R&B has a long tradition of its artists making bold, sometimes bawdy requests in their music — often as a desperate bid to save a failing relationship. Remember how in “Let’s Get Married,” 112 shrugs “we ain’t gettin’ no younger, so we might as well do it?” That song exists on a historical continuum that now includes Daniel Caesar setting a baby trap with his latest single, “Have A Baby (With Me).” You gotta love a song title that clarifies its proposition with a parenthetical.
All jokes aside, it’s an expectedly pretty song from the Canadian crooner, employing a loopy bassline over which Daniel narrates the situation. “You hold my hand, but in your head, you’ve already left / You free yourself of patience / You sit on the bed, but your shadow is getting dressed / You’ve had too many years of waiting.”
His solution is bad, but it’s familiar; faced with the possibility of losing his lover for good, he beckons, “Have a baby with me / There’s no time to believe in what we could be / We could leave something here / It’s too late for our dreams / We can make a new dream.”

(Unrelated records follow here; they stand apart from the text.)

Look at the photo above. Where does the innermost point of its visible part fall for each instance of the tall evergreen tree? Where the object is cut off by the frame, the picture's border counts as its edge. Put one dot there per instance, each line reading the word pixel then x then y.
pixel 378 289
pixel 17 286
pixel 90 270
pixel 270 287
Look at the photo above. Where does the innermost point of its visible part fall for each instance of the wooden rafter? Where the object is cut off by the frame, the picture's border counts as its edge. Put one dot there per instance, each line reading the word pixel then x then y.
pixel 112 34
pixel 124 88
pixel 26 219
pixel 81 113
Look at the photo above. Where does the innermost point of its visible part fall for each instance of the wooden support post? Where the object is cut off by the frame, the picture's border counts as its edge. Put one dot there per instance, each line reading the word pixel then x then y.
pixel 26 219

As a staunch non-aspirant, I must say: while there are admirable and dubious reasons to pursue parenthood, this is undoubtedly the worst. That said, it’s thematically resonant with the title of his upcoming third studio album, Son Of Spery, which invokes his father to address the complexities of our relationships with our parents, and how they affect the ways we move through the world, even without knowing it. It sounds like we’re getting a literary classic from Caesar, which might reverse the results of that drunken rant in 2019.